Fluorescence polarization immunoassay (FPIA) is a class of in vitro biochemical test used for rapid detection of antibody or antigen in sample. FPIA is a competitive homogenous assay, that consists of a simple prepare and read method, without the requirement of separation or washing steps.

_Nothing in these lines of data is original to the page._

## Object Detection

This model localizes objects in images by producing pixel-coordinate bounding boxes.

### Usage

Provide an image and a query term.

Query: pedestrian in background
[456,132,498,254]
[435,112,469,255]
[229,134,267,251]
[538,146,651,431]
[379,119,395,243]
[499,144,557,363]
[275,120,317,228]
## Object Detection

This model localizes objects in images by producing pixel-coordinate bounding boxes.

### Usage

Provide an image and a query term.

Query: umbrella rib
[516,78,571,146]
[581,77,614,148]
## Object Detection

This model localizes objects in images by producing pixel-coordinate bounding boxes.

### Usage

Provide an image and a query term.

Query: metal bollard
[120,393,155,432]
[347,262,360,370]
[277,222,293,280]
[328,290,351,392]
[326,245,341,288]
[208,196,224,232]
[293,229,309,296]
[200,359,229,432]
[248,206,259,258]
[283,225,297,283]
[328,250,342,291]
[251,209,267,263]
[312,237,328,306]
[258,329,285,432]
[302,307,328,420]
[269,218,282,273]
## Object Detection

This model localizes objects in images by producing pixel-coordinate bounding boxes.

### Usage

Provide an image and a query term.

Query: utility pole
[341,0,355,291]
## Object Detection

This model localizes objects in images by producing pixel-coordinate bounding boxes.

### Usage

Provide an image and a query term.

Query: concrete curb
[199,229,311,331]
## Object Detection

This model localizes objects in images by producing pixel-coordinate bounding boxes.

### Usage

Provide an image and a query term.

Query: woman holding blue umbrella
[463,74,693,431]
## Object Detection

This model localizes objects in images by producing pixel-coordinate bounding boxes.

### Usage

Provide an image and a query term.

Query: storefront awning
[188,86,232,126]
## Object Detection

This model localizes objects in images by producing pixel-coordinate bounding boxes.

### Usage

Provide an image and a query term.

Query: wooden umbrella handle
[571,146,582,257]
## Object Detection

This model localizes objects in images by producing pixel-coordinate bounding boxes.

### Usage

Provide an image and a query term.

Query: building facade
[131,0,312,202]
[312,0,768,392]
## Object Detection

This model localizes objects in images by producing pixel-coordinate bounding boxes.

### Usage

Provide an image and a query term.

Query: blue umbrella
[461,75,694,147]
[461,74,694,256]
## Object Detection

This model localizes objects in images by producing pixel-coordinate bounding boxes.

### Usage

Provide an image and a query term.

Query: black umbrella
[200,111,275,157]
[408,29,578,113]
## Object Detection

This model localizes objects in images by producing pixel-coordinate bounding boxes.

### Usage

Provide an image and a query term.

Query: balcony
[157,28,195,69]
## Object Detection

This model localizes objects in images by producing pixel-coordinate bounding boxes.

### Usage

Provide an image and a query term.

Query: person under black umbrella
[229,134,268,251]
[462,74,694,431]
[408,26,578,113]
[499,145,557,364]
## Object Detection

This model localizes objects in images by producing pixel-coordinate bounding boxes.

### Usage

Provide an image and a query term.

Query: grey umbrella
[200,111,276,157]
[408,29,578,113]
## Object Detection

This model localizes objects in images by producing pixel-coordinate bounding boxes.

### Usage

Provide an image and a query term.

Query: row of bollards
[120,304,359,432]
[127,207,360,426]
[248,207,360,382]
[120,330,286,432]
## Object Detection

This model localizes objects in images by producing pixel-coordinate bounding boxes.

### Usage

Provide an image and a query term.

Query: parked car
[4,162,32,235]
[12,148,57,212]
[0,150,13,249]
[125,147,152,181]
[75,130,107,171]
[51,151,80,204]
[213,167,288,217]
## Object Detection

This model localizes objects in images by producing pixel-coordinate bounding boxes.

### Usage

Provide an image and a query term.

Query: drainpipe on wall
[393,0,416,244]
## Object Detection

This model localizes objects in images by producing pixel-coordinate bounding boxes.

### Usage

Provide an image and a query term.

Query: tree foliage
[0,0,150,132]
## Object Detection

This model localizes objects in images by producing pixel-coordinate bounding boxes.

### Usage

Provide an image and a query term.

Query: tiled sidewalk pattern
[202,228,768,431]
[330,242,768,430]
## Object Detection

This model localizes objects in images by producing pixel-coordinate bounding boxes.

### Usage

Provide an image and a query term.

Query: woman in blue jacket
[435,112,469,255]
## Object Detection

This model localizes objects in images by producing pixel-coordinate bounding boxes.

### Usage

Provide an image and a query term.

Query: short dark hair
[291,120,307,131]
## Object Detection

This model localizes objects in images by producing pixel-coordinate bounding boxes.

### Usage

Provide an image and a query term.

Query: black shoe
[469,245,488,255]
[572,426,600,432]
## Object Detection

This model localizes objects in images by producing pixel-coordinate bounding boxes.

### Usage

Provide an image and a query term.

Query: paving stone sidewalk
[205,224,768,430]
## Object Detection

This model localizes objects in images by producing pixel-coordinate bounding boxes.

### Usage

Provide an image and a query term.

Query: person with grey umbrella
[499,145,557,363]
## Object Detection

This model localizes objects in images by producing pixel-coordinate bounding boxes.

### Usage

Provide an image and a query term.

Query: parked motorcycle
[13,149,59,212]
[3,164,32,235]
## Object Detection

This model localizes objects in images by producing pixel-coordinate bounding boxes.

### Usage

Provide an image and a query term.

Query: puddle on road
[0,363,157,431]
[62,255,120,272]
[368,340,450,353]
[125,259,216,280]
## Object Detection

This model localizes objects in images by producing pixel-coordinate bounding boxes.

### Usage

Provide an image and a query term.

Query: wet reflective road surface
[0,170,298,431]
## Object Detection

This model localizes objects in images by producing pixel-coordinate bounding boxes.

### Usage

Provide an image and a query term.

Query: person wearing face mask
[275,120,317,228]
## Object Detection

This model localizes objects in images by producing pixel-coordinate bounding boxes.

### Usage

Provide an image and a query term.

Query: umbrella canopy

Fluorescence Polarization/Anisotropy Three Dimensional Diagram of the Theory

The basis of the assay is fluorescence anisotropy, also known as fluorescence polarization. If a fluorescent molecule is stationary and exposed to plane-polarized light, it will become excited and consequently emit radiation back to the polarized-plane. However, if the excited fluorescent molecule is in motion (rotational or translational) during the fluorescent lifetime, it will emit light in a different direction than the excitation plane. The fluorescent lifetime is the amount of time between the absorption moment and the fluorescent emission moment.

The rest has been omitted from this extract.